Una bellissima domenica di sole ieri a Roma, il clima ideale per farsi un bel giro in città a vedere qualcosa: con Antonietta siamo andati a visitare Millenium, una mostra-scambio di auto e moto d'epoca all'Eur.
La mostra mercato era dedicata principalmente ai ricambi, con la logica presunta dello scambio e/o dell'acquisto.
Il tutto si estendeva lungo il perimetro del Palalottomatica e questa edizione era anche arricchita da qualche stand di Militaria.

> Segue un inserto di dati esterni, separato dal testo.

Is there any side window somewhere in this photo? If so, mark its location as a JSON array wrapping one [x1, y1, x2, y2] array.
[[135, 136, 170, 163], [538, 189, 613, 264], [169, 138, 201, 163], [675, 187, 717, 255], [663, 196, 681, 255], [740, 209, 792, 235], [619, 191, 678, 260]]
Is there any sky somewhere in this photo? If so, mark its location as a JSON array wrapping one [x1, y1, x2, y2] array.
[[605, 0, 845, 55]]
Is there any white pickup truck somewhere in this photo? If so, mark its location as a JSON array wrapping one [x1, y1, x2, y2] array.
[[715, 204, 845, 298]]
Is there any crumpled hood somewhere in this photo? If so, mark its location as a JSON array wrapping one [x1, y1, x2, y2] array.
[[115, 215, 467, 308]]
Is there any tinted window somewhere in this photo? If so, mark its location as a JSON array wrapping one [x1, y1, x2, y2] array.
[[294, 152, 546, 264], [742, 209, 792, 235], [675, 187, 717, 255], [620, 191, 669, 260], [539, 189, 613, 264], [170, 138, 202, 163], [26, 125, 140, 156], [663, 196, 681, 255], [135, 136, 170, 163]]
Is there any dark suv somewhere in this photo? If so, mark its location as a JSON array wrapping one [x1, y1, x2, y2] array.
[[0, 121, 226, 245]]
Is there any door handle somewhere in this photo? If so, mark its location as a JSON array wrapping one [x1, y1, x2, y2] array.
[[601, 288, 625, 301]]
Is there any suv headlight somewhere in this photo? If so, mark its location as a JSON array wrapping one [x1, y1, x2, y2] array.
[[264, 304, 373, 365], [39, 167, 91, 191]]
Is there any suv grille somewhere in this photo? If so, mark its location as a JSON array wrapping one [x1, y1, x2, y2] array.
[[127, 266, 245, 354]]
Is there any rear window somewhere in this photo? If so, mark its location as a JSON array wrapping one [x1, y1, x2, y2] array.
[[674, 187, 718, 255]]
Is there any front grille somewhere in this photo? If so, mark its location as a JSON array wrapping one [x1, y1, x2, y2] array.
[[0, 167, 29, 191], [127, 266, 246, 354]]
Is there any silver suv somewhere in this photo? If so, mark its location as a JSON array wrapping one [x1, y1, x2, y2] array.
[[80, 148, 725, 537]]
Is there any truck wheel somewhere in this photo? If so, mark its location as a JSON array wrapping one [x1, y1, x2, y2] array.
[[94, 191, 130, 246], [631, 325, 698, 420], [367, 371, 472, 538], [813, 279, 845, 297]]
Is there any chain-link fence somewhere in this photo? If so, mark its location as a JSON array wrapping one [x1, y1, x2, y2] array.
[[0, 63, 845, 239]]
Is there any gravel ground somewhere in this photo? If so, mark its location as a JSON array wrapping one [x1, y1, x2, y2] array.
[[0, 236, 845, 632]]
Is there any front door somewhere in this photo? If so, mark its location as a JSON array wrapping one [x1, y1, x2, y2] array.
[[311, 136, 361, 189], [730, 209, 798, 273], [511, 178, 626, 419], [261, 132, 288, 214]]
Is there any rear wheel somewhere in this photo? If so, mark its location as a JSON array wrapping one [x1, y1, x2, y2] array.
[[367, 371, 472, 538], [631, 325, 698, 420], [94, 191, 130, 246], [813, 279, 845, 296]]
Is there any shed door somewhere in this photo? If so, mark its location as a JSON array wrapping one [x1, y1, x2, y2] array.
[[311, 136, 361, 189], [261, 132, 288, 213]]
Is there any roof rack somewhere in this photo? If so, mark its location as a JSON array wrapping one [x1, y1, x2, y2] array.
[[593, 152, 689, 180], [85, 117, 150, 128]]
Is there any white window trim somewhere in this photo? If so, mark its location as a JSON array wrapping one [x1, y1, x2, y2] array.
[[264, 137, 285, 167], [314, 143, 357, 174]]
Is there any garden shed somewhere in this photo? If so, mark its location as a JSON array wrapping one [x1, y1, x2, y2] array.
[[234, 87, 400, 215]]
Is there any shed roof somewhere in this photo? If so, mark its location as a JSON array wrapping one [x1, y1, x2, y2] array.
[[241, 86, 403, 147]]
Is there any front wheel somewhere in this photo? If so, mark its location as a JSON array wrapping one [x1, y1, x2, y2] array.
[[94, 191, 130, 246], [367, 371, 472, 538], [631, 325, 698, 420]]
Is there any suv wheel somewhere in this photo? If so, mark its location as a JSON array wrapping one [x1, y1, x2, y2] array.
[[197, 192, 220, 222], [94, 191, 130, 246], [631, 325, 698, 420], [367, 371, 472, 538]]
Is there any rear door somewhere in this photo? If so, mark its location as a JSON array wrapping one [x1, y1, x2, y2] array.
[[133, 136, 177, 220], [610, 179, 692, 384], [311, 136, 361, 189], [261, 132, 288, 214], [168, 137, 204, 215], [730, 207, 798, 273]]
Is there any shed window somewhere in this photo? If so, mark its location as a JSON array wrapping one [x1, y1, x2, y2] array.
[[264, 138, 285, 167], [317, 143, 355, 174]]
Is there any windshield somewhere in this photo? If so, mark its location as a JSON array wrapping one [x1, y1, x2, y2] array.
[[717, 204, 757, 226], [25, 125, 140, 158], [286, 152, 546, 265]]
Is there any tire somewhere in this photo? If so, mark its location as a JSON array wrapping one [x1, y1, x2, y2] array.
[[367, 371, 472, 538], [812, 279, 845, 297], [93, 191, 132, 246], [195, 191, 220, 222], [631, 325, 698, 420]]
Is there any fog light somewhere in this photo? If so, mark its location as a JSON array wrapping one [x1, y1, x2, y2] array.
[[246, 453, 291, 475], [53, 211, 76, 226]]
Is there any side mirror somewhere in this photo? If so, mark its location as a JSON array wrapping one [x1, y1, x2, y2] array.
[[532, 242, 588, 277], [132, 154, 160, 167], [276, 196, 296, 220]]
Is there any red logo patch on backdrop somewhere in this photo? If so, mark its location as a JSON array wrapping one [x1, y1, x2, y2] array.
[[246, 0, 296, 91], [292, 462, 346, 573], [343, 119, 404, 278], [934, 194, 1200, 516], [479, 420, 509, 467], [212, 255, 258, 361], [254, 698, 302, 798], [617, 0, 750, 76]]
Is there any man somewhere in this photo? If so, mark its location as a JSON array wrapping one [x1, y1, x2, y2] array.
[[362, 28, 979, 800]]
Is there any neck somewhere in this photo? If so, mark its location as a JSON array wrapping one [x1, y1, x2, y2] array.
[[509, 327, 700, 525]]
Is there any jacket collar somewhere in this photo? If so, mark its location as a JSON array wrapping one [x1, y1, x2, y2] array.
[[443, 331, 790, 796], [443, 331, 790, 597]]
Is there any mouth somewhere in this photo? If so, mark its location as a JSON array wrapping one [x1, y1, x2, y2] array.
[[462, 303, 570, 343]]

Per un appassionato come me, di entrambe le categorie di magico ciarpame, un invito a nozze!
Il biglietto d'ingresso, 10€, non è dei più economici, ma diciamo che la quantità degli espositori giustifica il prezzo e poi... chissenefrega ho pensato, magari riesco a trovare qualche chicca e va bene così.
Gioielleria insolente del ferrovecchio ragazzi, mi son trovato di fronte prezzi da capogiro per oggetti che in molti casi erano puri e semplici rottami da comprare a peso...una gran delusione!
Intendiamoci bene, c'erano sia oggetti molto belli che ricambi davvero originali ancora nel cellophane, moto classiche e storiche perfettamente restaurate a regola d'arte, ma...per questi ultimi le cifre erano semplicemente un insulto al comune senso del danaro, indipendentemente da quanto uno ne possieda o ne voglia spendere.
Croce sopra poi ai prezzi del bar: un triangolo di pizza rossa da forse 50gr a 3€.
Manco fossimo nel Principato di Monaco, fermo restando che non piace proprio a nessuno essere rapinati e presi in giro.
Infine stendo un telo mimetico pietoso sulla competenza di alcuni presunti professionisti della ruggine, operatori improvvisati e sgarbati di un coraggio che in realtà è sfrontatezza allo stato brado: veri cacciatori del "pollo di turno", ammesso che ne esistano ancora.
Dulcis in fundo: tutti via a mani vuote, non ho visto un solo sorriso soddisfatto e braccia cariche di qualcosa, magari inseguito per mesi ed alla fine trovato, sapore classico ed insostituibile del gusto della caccia nei mercati.
Peccato che in Italia non esista nessuno, non dico un'ente ma quantomeno un'associazione di autorevoli e competenti appassionati (ne conosco molti, in grado con gioia e semplicità di tenere una cattedra all'università sulla passione) che vada in giro a bollare questi signori, che servono solo a screditare invece chi di competenza e passione ne ha da vendere (al giusto prezzo).